Page MenuHomePhabricator

Please use GitHub pull requests for new patches. Phabricator shutdown timeline

[mlir] Narrow bitwidth emulation for MemRef load
ClosedPublic

Authored by yzhang93 on May 25 2023, 4:41 PM.

Details

Summary

This patch adds support for narrow bitwidth storage emulation. The goal is to support sub-byte type
codegen for LLVM CPU. Specifically, a type converter is added to convert memref of narrow bitwidth
(e.g., i4) into supported wider bitwidth (e.g., i8). Another focus of this patch is to populate the
pattern for int4 memref.load. memref.store pattern should be added in a seperate patch.

Diff Detail

Event Timeline

There are a very large number of changes, so older changes are hidden. Show Older Changes

Overall looks good, just some nits.
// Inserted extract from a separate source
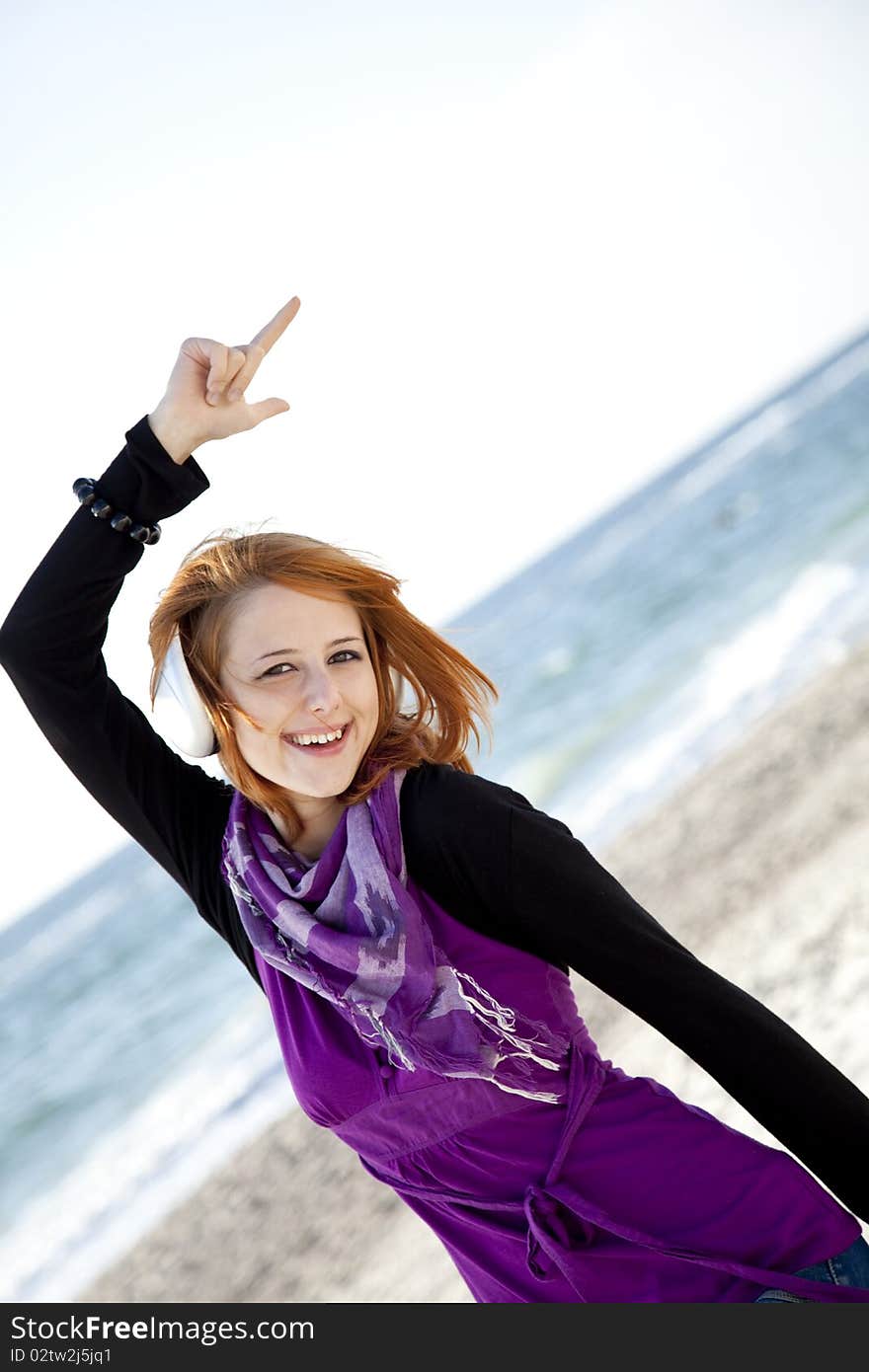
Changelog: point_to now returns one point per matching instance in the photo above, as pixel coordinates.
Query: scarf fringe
(504, 1021)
Please also consider renaming the pass name and file name, thanks!

mlir/include/mlir/Dialect/Arith/Transforms/NarrowIntEmulationConverter.h
16–18 ↗(On Diff #527488)

please update the comment as well.

22 ↗(On Diff #527488)

There are target bitwidth, one is for load/store emulation, and the other is for arith computation domain. This is the one related to load/store emulation, please update the variable name more concretely.
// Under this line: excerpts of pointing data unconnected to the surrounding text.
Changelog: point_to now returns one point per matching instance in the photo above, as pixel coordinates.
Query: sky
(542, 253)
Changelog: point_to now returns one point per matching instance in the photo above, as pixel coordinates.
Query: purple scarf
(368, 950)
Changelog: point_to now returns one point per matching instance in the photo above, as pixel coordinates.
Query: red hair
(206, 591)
mlir/include/mlir/Dialect/Arith/Transforms/Passes.h
39–40

Please add a comment about "users need to add conversions about the computation domain of narrow types".

mlir/lib/Dialect/MemRef/Transforms/EmulateNarrowInt.cpp
89–93 ↗(On Diff #525876)

I think we should if op.getMemRefType() is as same as typeConverter->convertType(op.getMemRefType()). If they are not the same, we need the emulation.

109–119 ↗(On Diff #527488)

Can you format it in a better way? Adding spaces and new lines could help, IMO. maybe something like: https://github.com/llvm/llvm-project/blob/7f374b6902fad9caed41284a57d573abe9ada9d1/mlir/include/mlir/Dialect/Linalg/Transforms/Transforms.h#L450-L476

180–182 ↗(On Diff #527488)

It should be typeConverter->convertType(oldElementType).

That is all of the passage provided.